For the longest time, the Shenmue series was the poster child for neglected franchises. Although the first two games were fondly remembered by many, it would be well over a decade before production of the third game got underway. I still remember seeing the jubilation at its announcement, at the same show as its fellow missing-in-action title The Last Guardian. After so long, though, will it ever truly live up to the wistful hype surrounding it after so many years? Ideally, it would have been released soon after its predecessors.
Having never played Shenmue myself, its long stay in limbo was always a distant issue for me. More close to home was the abrupt disappearance of Capcom’s Breath of Fire series, a collection of loosely connected RPGs that began in the ’90s.

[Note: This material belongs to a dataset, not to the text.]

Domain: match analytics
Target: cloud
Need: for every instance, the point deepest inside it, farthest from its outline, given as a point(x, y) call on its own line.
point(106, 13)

Breath of Fire 4 has always been one of my favourite games, and I was unsurprisingly, a little upset when the series was quietly shelved after a fifth game on the PS2. All we’ve had since then is a mobile game that never made it out of Japan, and one member of staff at Capcom once referred to the series as a “resting IP”. Personally, I think this nap has lasted a little too long.
Neglect is a funny thing. It doesn’t always mean you’ve just left something on the shelf to collect dust. Take Silent Hill, for example. I was always more of a Resident Evil fan, but there’s no denying that Silent Hill got tense horror just right. It’s rare for every game in a series to receive stellar reviews, but Silent Hill managed it – for a while. After a few excellent games – three or four, depending on who you ask – then came the ports, the spin-offs and the prequels, few of which were well-received. The most recent attempt at revitalising the series, Silent Hills, managed to get a demo out before being abruptly cancelled.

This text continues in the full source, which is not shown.